If the catheter was put in your arm, you may be able to sit up and get out of bed right away. But you will need to keep your arm still for at least 1 hour.
A child who has had cardiac
catheterization may need to be held by a parent for several hours after the
test. This is to prevent the child from moving his or her leg.
You should
drink plenty of liquids for several hours after the test. This will prevent
dehydration. And it will help flush the contrast material out
of your body.
Depending on the results of the test, you may be
sent home either after being observed for a short time (such as 6 hours) or the
next day. If you got any stitches in your arm, they may be removed in 5 to
7 days. Do not do strenuous exercise or lift anything heavy until your doctor says it is okay. This may be for a day or two.

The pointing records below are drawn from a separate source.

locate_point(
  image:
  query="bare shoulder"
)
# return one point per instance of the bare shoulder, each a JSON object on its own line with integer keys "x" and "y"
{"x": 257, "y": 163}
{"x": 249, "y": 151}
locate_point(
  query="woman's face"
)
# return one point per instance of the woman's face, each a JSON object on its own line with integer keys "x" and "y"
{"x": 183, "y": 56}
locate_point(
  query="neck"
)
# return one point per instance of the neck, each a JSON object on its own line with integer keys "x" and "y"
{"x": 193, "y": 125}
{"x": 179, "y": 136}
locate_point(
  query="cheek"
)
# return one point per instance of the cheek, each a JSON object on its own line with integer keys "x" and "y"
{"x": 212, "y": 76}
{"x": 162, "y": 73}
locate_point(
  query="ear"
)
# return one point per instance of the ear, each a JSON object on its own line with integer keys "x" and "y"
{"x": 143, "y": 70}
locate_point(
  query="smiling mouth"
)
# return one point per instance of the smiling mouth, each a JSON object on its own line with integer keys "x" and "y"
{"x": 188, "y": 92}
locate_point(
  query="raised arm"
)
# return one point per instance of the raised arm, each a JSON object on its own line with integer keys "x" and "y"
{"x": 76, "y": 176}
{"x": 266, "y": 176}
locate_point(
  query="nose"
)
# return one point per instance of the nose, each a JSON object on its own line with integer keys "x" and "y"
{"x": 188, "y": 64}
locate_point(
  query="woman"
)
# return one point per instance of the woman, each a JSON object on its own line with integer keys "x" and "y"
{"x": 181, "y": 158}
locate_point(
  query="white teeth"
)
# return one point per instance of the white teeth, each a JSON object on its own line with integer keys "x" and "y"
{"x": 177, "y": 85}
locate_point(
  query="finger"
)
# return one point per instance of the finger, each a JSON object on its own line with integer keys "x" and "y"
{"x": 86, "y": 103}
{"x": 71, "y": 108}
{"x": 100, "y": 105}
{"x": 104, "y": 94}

If you are breastfeeding and had an angiogram in which dye was put into your body, use formula for 2 days after this test. Discard the breast milk you pump for 2 days after the test.
How It Feels
You will feel a sharp sting when you get the shot of
local anesthetic to numb your skin where the catheter goes in. When the catheter is put in, you may feel a brief, sharp pain.
The
movement of the catheter through your blood vessel may cause a feeling of
pressure, but it is not usually painful. People often have
skipped heartbeats for a few seconds when the catheter touches the walls of the
heart.
If a dye (contrast material) is injected, you may feel warm
and flushed. You may have a metallic taste in your mouth. Some people feel sick to
their stomach or have a headache. You also may feel nauseated or lightheaded,
have chest pain or pressure, irregular heartbeats, an urge to cough, mild itching, or
hives from the contrast material. If you have any of
these symptoms, tell your doctor how you feel.
The
temperature in the cath lab is kept cool. This keeps the equipment from overheating. For many people, the hardest part of the test is having
to lie still for an hour or more on the hard table. You may feel some stiffness
or cramping.
After you go home
You may have some soreness and bruising at the
insertion site. This is temporary and should go away within 2 weeks. It is
normal for the site to feel tender for about a week.
Call your doctor
right away if:
- Your arm or leg gets pale, cold, painful, or
numb.
- You have a fast-growing, painful lump where the catheter went in.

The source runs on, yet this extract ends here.